Review of vuBridge
I’ve been getting offers for vuBridge hands for quite some time, and I finally ponied up $10 to get the “Life Master Pairs, Day 1” set of hands.
Cost wise, that’s not horrible (from a tournament player’s POV). A club game is often 24 hands for $7 (or so), and factor in 40 minutes of driving, the fact that you’ll likely be dummy for 1/4 of the hands, and some of the hands will not be instructive. Indeed, on a “cost per hand” vuBridge is a good deal.
VuBridge isn’t really playing bridge … it’s the old autobridge stuff. (In fact, the first emails explicitly called it an updated AutoBridge, I believe). You decide what you are going to do and then see if it’s right. It’s a tool for learning strategy.
How does it work?
Well, it’s web based, so there’s no software. I didn’t have any real issues with it. The production is slightly chintzy , but servicable (IMO). The hand player isn’t as good as BBO’s site, for example.
You get a hand, and then start bidding. If you misbid, it just says “Wrong bid” and you click again. After some bids, comments may pop up (explaining your system).
After that, you close the bidding box and get to the play. At various points comments may again pop up. If you click on a wrong card, it flashes and you try again. If it’s right, it gets played and you see the opponents cards until it’s your turn to play again. Sometimes if you click a card it will play an equivalent card instead (like Jack instead of Queen from QJ), But sometimes it won’t.
So — not really bridge, more like a guided tour.
The Larry Cohen set is pretty good. It covers 28 boards from Day 1 of the Life Master Pairs game that Larry won (I think it was 1995, I’m not sure). I believe that’s a 2-session event, so it presumably is only about half of the boards that are ‘interesting.’ Many of the issues/problems involved were not beyond my grasp, but it’s just counting, inferences, and technique. I (partially) got this because I figured it would be good practice to spend a lot of time on each hand, but I found myself blitzing through them.

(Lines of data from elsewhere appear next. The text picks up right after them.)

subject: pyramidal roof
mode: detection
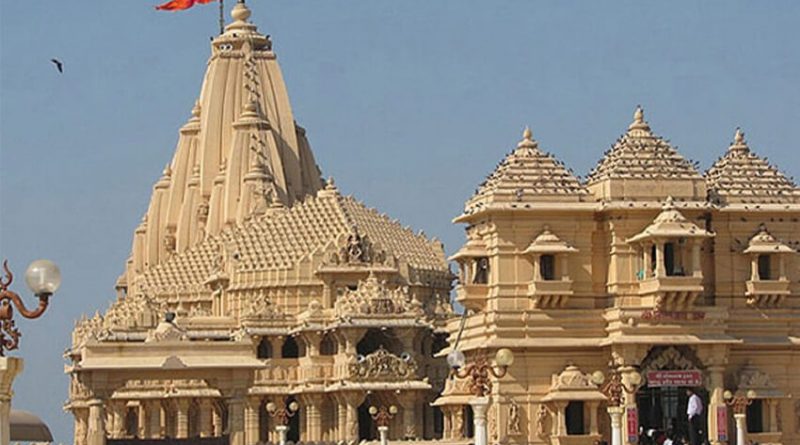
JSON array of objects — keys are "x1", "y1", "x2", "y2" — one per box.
[
  {"x1": 138, "y1": 181, "x2": 448, "y2": 295},
  {"x1": 461, "y1": 128, "x2": 588, "y2": 217},
  {"x1": 705, "y1": 129, "x2": 799, "y2": 205},
  {"x1": 586, "y1": 107, "x2": 704, "y2": 200},
  {"x1": 127, "y1": 2, "x2": 324, "y2": 277}
]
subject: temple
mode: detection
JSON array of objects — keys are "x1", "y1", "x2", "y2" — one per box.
[
  {"x1": 437, "y1": 110, "x2": 800, "y2": 445},
  {"x1": 66, "y1": 3, "x2": 452, "y2": 445},
  {"x1": 66, "y1": 2, "x2": 800, "y2": 445}
]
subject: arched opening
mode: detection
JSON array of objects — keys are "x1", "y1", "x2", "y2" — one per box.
[
  {"x1": 259, "y1": 400, "x2": 270, "y2": 443},
  {"x1": 287, "y1": 397, "x2": 301, "y2": 443},
  {"x1": 473, "y1": 257, "x2": 489, "y2": 284},
  {"x1": 540, "y1": 254, "x2": 556, "y2": 280},
  {"x1": 664, "y1": 242, "x2": 677, "y2": 276},
  {"x1": 357, "y1": 328, "x2": 403, "y2": 356},
  {"x1": 565, "y1": 401, "x2": 585, "y2": 435},
  {"x1": 257, "y1": 337, "x2": 273, "y2": 359},
  {"x1": 282, "y1": 336, "x2": 300, "y2": 358},
  {"x1": 320, "y1": 332, "x2": 337, "y2": 356},
  {"x1": 431, "y1": 333, "x2": 448, "y2": 358},
  {"x1": 125, "y1": 407, "x2": 138, "y2": 438},
  {"x1": 358, "y1": 400, "x2": 377, "y2": 441},
  {"x1": 758, "y1": 254, "x2": 772, "y2": 280},
  {"x1": 463, "y1": 405, "x2": 474, "y2": 438}
]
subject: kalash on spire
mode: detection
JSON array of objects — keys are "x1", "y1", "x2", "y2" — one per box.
[
  {"x1": 68, "y1": 4, "x2": 452, "y2": 445},
  {"x1": 125, "y1": 1, "x2": 324, "y2": 281}
]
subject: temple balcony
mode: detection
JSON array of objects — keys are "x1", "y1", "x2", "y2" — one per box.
[
  {"x1": 528, "y1": 279, "x2": 573, "y2": 308},
  {"x1": 746, "y1": 279, "x2": 790, "y2": 308},
  {"x1": 638, "y1": 275, "x2": 704, "y2": 309},
  {"x1": 454, "y1": 283, "x2": 488, "y2": 312}
]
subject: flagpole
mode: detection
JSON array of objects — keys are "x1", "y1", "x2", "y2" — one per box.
[{"x1": 218, "y1": 0, "x2": 224, "y2": 34}]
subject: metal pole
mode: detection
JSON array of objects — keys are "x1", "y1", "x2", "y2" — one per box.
[{"x1": 218, "y1": 0, "x2": 224, "y2": 35}]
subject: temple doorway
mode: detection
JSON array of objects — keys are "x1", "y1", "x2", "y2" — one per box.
[
  {"x1": 358, "y1": 401, "x2": 377, "y2": 441},
  {"x1": 636, "y1": 346, "x2": 709, "y2": 443}
]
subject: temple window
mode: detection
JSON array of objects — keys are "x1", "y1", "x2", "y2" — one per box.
[
  {"x1": 320, "y1": 332, "x2": 337, "y2": 355},
  {"x1": 744, "y1": 226, "x2": 795, "y2": 307},
  {"x1": 747, "y1": 400, "x2": 764, "y2": 433},
  {"x1": 473, "y1": 257, "x2": 489, "y2": 284},
  {"x1": 282, "y1": 336, "x2": 300, "y2": 358},
  {"x1": 540, "y1": 254, "x2": 556, "y2": 281},
  {"x1": 257, "y1": 337, "x2": 272, "y2": 359},
  {"x1": 565, "y1": 401, "x2": 585, "y2": 435}
]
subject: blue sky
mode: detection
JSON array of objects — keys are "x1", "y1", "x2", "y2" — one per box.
[{"x1": 1, "y1": 1, "x2": 799, "y2": 442}]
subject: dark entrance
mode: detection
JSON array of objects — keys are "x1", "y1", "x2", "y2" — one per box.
[
  {"x1": 358, "y1": 401, "x2": 377, "y2": 441},
  {"x1": 638, "y1": 386, "x2": 708, "y2": 439}
]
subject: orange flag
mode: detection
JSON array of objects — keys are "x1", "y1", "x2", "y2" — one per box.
[{"x1": 156, "y1": 0, "x2": 214, "y2": 11}]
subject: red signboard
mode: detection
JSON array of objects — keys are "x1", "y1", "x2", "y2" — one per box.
[
  {"x1": 717, "y1": 406, "x2": 728, "y2": 442},
  {"x1": 627, "y1": 407, "x2": 639, "y2": 443},
  {"x1": 646, "y1": 370, "x2": 703, "y2": 387}
]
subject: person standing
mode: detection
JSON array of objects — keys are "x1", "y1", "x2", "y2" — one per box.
[{"x1": 686, "y1": 388, "x2": 703, "y2": 445}]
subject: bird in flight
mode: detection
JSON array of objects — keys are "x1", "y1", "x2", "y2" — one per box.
[{"x1": 50, "y1": 58, "x2": 63, "y2": 73}]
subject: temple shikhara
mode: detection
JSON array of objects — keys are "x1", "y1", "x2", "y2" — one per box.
[
  {"x1": 66, "y1": 2, "x2": 800, "y2": 445},
  {"x1": 66, "y1": 3, "x2": 451, "y2": 445}
]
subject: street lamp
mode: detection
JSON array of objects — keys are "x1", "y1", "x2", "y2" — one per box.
[
  {"x1": 0, "y1": 259, "x2": 61, "y2": 355},
  {"x1": 591, "y1": 367, "x2": 642, "y2": 445},
  {"x1": 723, "y1": 389, "x2": 756, "y2": 445},
  {"x1": 266, "y1": 399, "x2": 299, "y2": 445},
  {"x1": 369, "y1": 405, "x2": 397, "y2": 445},
  {"x1": 448, "y1": 348, "x2": 514, "y2": 445}
]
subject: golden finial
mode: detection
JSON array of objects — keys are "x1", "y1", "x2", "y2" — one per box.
[
  {"x1": 729, "y1": 127, "x2": 749, "y2": 155},
  {"x1": 523, "y1": 126, "x2": 533, "y2": 141}
]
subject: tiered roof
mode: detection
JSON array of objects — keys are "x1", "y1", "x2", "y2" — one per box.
[
  {"x1": 705, "y1": 129, "x2": 799, "y2": 205},
  {"x1": 743, "y1": 225, "x2": 795, "y2": 254},
  {"x1": 587, "y1": 107, "x2": 701, "y2": 183},
  {"x1": 139, "y1": 181, "x2": 448, "y2": 294},
  {"x1": 628, "y1": 197, "x2": 714, "y2": 243},
  {"x1": 461, "y1": 128, "x2": 588, "y2": 217}
]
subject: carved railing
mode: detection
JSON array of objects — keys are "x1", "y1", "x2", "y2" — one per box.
[
  {"x1": 334, "y1": 275, "x2": 423, "y2": 318},
  {"x1": 347, "y1": 347, "x2": 418, "y2": 381}
]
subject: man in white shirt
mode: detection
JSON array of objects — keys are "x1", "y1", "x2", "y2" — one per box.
[{"x1": 686, "y1": 388, "x2": 703, "y2": 445}]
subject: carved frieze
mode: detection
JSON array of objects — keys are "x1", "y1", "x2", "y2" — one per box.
[
  {"x1": 334, "y1": 274, "x2": 424, "y2": 318},
  {"x1": 348, "y1": 346, "x2": 418, "y2": 381}
]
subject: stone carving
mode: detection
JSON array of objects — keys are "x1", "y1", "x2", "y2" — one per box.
[
  {"x1": 240, "y1": 291, "x2": 283, "y2": 319},
  {"x1": 163, "y1": 229, "x2": 176, "y2": 255},
  {"x1": 73, "y1": 293, "x2": 165, "y2": 347},
  {"x1": 326, "y1": 232, "x2": 393, "y2": 267},
  {"x1": 737, "y1": 362, "x2": 774, "y2": 390},
  {"x1": 334, "y1": 274, "x2": 423, "y2": 318},
  {"x1": 348, "y1": 346, "x2": 418, "y2": 381},
  {"x1": 536, "y1": 404, "x2": 548, "y2": 438},
  {"x1": 551, "y1": 364, "x2": 598, "y2": 390},
  {"x1": 640, "y1": 345, "x2": 701, "y2": 373},
  {"x1": 453, "y1": 408, "x2": 464, "y2": 439},
  {"x1": 508, "y1": 399, "x2": 522, "y2": 436},
  {"x1": 488, "y1": 402, "x2": 498, "y2": 444}
]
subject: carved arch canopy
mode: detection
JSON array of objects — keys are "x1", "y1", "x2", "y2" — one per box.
[{"x1": 640, "y1": 345, "x2": 705, "y2": 373}]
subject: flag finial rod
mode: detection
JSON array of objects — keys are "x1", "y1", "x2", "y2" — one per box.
[{"x1": 218, "y1": 0, "x2": 224, "y2": 35}]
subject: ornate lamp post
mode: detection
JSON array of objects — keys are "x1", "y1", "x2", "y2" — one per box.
[
  {"x1": 369, "y1": 405, "x2": 397, "y2": 445},
  {"x1": 266, "y1": 399, "x2": 299, "y2": 445},
  {"x1": 591, "y1": 367, "x2": 642, "y2": 445},
  {"x1": 447, "y1": 348, "x2": 514, "y2": 445},
  {"x1": 0, "y1": 259, "x2": 60, "y2": 445},
  {"x1": 723, "y1": 389, "x2": 756, "y2": 445}
]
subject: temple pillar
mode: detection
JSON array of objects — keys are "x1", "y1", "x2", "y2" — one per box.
[
  {"x1": 302, "y1": 395, "x2": 323, "y2": 441},
  {"x1": 212, "y1": 403, "x2": 223, "y2": 436},
  {"x1": 643, "y1": 243, "x2": 652, "y2": 278},
  {"x1": 146, "y1": 400, "x2": 162, "y2": 439},
  {"x1": 137, "y1": 404, "x2": 146, "y2": 438},
  {"x1": 532, "y1": 255, "x2": 541, "y2": 281},
  {"x1": 692, "y1": 239, "x2": 702, "y2": 277},
  {"x1": 341, "y1": 392, "x2": 363, "y2": 443},
  {"x1": 397, "y1": 392, "x2": 417, "y2": 439},
  {"x1": 560, "y1": 254, "x2": 569, "y2": 280},
  {"x1": 74, "y1": 408, "x2": 89, "y2": 445},
  {"x1": 767, "y1": 399, "x2": 779, "y2": 433},
  {"x1": 269, "y1": 336, "x2": 284, "y2": 359},
  {"x1": 441, "y1": 406, "x2": 452, "y2": 440},
  {"x1": 176, "y1": 399, "x2": 190, "y2": 439},
  {"x1": 778, "y1": 256, "x2": 786, "y2": 280},
  {"x1": 87, "y1": 399, "x2": 107, "y2": 445},
  {"x1": 588, "y1": 401, "x2": 600, "y2": 435},
  {"x1": 109, "y1": 401, "x2": 126, "y2": 439},
  {"x1": 552, "y1": 401, "x2": 567, "y2": 437},
  {"x1": 655, "y1": 241, "x2": 666, "y2": 277},
  {"x1": 751, "y1": 256, "x2": 759, "y2": 281},
  {"x1": 706, "y1": 365, "x2": 726, "y2": 445},
  {"x1": 228, "y1": 397, "x2": 246, "y2": 445},
  {"x1": 199, "y1": 399, "x2": 214, "y2": 438},
  {"x1": 245, "y1": 396, "x2": 260, "y2": 445}
]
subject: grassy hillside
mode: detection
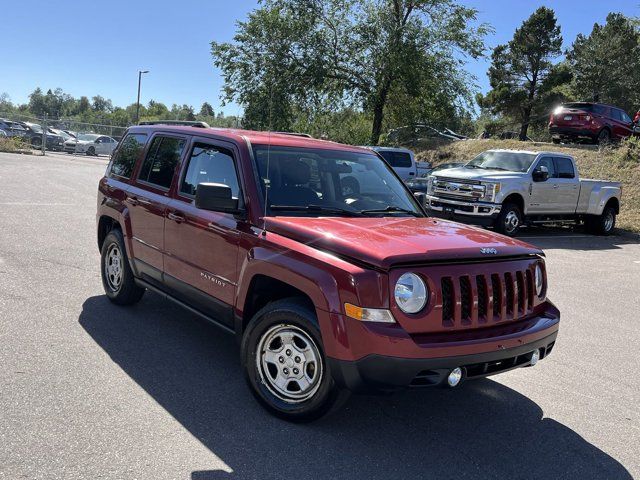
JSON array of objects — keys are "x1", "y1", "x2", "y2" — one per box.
[{"x1": 414, "y1": 139, "x2": 640, "y2": 233}]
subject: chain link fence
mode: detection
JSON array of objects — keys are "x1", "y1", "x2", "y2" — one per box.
[{"x1": 0, "y1": 111, "x2": 128, "y2": 156}]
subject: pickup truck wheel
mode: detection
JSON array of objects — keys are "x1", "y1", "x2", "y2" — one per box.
[
  {"x1": 241, "y1": 299, "x2": 347, "y2": 422},
  {"x1": 495, "y1": 203, "x2": 522, "y2": 236},
  {"x1": 100, "y1": 229, "x2": 145, "y2": 305},
  {"x1": 586, "y1": 206, "x2": 616, "y2": 235}
]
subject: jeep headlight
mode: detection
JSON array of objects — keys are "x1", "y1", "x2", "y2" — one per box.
[
  {"x1": 535, "y1": 262, "x2": 545, "y2": 298},
  {"x1": 394, "y1": 273, "x2": 428, "y2": 314}
]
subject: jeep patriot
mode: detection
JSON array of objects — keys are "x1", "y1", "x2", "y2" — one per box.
[{"x1": 97, "y1": 121, "x2": 559, "y2": 421}]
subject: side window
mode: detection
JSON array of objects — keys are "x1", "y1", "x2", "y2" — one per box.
[
  {"x1": 536, "y1": 157, "x2": 556, "y2": 178},
  {"x1": 554, "y1": 157, "x2": 575, "y2": 179},
  {"x1": 611, "y1": 109, "x2": 623, "y2": 121},
  {"x1": 593, "y1": 105, "x2": 606, "y2": 116},
  {"x1": 138, "y1": 136, "x2": 185, "y2": 189},
  {"x1": 620, "y1": 111, "x2": 632, "y2": 123},
  {"x1": 180, "y1": 144, "x2": 240, "y2": 197},
  {"x1": 380, "y1": 151, "x2": 412, "y2": 168},
  {"x1": 109, "y1": 133, "x2": 147, "y2": 179}
]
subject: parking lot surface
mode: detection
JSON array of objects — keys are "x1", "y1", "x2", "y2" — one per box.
[{"x1": 1, "y1": 151, "x2": 639, "y2": 479}]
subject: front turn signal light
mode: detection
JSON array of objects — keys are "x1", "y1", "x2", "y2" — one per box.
[{"x1": 344, "y1": 303, "x2": 396, "y2": 323}]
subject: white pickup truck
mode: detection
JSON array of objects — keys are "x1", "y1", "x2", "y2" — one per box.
[{"x1": 425, "y1": 149, "x2": 622, "y2": 236}]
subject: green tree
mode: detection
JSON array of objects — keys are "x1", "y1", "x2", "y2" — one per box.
[
  {"x1": 567, "y1": 13, "x2": 640, "y2": 113},
  {"x1": 478, "y1": 7, "x2": 569, "y2": 140},
  {"x1": 212, "y1": 0, "x2": 488, "y2": 144},
  {"x1": 199, "y1": 102, "x2": 215, "y2": 117}
]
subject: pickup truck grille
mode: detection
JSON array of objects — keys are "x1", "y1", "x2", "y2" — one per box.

There were several times when the commentary said “There are several reasonable bids here, but the right one is the one we made at the table.” In fact, quite often the ‘lesson’ of the hand doesn’t matter … after counting out the hand everything breaks and either line of play would work. As the commentary points out, that’s bridge, and nobody tells you which hand is hard and which hand is easy.
What I found particularly helpful is that in many hands there were a detailed discussion about which card to win/lose a trick with (in order to more confuse the issue as declarer). I think the level of instruction was decent. There are also beginner sets, which are probably fine but as a beginner I’d probably just rather play.
So, if you are someone who reads bridge books, this is a decent alternative. For about the cost of a book (half, for many newer titles) you get a full sessions worth of hands that are meant to provide instructive lessons. I probably wont’ be buying new sets often, but every now and then I may splurge.